Arrivé à Rome ,à nouveau enchaîné, Paul cette fois est bien seul, beaucoup de compagnons l’ont quitté comme Philetos, Hyménaios.., le dernier carré des amis fidèles est restreint, il y a Trophine, Timothée, Aquila, le médecin Luc et le nouveau et fidèle compagnon Onésiphore.

A Rome, l’ambiance à changé en sa défaveur. Le culte de Néron se développe, le nouveau préfet du prétoire, Tigellia est une véritable brute. Dans les années 62-68, la police romaine persécute tous ceux qui apparaissent comme séditieux, et, pour être plus efficace, fait appel à la délation. Plusieurs faits ont marqués cette période, et, à chaque fois il fallait trouver des boucs émissaires, aussi, les adeptes de la Voie que l’on commence à appeler chrétiens et à distinguer des autres Juifs, sont des cibles toutes désignées mais pas les seuls. En 65-66, la persécution vise des philosophes stoïciens à Rome (27). Contrairement à une tradition qui paraît très évidente, Paul n’a peut-être pas été persécuté comme « chrétien » mais comme philosophe ! En effet, Rome a gardé pendant longtemps l’image d’un apôtre sage, philosophe comme tant d’autres grecs venus dans la capitale de l’empire entouré d’un petit groupe restreint de 7 à 8 disciples.

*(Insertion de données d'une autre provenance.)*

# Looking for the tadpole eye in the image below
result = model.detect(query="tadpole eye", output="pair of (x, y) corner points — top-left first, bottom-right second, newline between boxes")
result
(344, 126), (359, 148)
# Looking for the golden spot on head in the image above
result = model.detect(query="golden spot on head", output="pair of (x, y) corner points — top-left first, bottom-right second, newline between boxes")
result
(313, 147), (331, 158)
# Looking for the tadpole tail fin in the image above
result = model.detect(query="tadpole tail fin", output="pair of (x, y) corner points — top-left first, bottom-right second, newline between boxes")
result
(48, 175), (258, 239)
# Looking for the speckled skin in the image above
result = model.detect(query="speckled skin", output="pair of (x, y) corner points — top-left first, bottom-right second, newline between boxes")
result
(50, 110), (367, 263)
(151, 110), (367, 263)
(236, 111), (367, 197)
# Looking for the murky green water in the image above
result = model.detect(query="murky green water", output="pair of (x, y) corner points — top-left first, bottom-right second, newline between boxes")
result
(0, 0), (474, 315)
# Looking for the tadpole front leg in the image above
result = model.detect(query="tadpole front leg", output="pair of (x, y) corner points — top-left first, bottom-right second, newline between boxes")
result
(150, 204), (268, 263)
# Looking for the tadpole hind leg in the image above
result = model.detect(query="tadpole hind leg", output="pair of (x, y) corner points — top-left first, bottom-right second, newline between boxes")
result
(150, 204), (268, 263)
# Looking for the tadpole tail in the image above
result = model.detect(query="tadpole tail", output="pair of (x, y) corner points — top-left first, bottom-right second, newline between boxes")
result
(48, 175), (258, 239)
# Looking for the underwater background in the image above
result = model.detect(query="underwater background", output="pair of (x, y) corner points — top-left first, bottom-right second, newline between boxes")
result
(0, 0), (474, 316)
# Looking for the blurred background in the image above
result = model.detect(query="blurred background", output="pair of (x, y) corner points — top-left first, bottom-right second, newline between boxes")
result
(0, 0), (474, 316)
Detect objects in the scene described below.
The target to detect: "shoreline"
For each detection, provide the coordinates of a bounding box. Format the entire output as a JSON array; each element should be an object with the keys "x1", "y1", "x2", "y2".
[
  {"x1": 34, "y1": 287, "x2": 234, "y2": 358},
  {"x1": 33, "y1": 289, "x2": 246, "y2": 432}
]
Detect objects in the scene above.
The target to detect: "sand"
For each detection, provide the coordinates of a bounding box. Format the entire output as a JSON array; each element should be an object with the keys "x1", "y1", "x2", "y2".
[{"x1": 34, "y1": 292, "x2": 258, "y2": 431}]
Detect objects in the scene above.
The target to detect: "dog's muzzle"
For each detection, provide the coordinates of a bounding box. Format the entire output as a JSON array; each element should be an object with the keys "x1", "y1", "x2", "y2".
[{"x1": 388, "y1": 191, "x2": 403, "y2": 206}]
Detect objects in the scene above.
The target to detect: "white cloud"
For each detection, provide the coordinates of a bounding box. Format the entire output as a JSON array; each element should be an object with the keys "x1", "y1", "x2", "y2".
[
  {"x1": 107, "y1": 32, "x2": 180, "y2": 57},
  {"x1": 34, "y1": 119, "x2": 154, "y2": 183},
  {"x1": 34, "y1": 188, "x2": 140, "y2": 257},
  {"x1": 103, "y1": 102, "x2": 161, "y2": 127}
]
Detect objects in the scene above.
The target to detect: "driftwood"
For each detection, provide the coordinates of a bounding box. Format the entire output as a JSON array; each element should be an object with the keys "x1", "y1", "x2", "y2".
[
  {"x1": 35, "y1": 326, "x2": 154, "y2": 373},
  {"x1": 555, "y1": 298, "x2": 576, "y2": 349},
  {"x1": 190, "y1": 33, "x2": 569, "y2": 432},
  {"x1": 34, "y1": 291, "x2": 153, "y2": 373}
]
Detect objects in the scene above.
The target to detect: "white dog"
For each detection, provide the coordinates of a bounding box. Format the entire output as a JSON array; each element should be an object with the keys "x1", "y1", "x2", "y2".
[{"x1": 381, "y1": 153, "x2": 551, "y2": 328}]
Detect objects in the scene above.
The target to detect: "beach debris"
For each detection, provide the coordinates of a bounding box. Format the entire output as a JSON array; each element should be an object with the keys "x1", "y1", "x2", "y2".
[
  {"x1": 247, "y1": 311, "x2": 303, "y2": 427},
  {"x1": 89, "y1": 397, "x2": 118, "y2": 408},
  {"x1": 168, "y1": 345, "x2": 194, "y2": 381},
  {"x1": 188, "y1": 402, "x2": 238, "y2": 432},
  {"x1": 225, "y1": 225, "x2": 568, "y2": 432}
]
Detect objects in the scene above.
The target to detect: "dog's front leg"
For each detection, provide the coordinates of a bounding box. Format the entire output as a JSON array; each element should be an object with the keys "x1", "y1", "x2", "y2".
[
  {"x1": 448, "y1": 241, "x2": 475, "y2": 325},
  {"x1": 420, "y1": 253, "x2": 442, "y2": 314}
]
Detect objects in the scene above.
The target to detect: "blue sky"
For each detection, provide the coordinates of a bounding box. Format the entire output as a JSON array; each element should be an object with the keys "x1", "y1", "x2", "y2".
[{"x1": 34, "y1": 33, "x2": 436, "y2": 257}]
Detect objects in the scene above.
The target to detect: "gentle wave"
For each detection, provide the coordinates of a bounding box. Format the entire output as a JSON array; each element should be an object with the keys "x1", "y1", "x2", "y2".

Quant est-il mort ? Dès son arrivée, vers 63, donc avant le martyr de Pierre et dans un contexte différent ? ou plus tard vers 67-68 ? Il est impossible de trancher dans l’état de notre documentation . Paul serait donc mort vers la soixantaine ; vers la cinquantaine, il se disait déjà vieux, fatigué ; ce qui est un sentiment légitime lorsque l’on connaît un peu sa vie mouvementée.

 

Trois réflexions vont nous permettre de conclure cette approche de la vie de Paul :

·         Contrairement à Pierre, le souvenir qu’il laissa à Rome, la ville de son martyr, s’estompa très vite pour pratiquement tomber dans un quasi oubli. A sa mort, son groupe se dispersa, Tite parti pour la Dalmatie, Démas pour l’Asie. .Une tradition fixe sur la route d’Ostie son martyr. L’actuelle basilique Saint-Paul-hors-les-murs, l’une des quatre basiliques majeures de Rome est une construction de l’époque de l’empereur Constantin ( IVe siècle), en grande partie reconstruite, agrandie, après un incendie ravageur en 1823. Entre le modeste édifice de Constantin,  et la splendide basilique actuelle, s’interpose, une seconde construction romaine, dite des trois empereurs ( Valentinien II, Théodose le Grand et Honorius), celle précisément qui brûla. Des fouilles furent menée au XIX e siècle, lors des travaux de reconstruction, les méthodes étaient peu performantes aussi les résultats furent-ils modestes. L’abside d’époque constantinienne fut mise à jour et l’on découvrit une plaque de marbre portant l’inscription : «  PAULO APOSTOLO MARTYRI » datée du IV e siècle. Proche de cette basilique, un cimetière païen a été découvert. On comprend ainsi la phrase du prêtre romain Gaius lorsqu’il écrit vers 200 « Si tu viens au Vatican ou sur la voie d’Ostie, tu trouveras les trophées des fondateurs de cette église ». L’édifice fut longtemps modeste, à l’image de son souvenir. Paul n’était pas le premier missionnaire à Rome, et ses idées ne furent pas les mieux reçues .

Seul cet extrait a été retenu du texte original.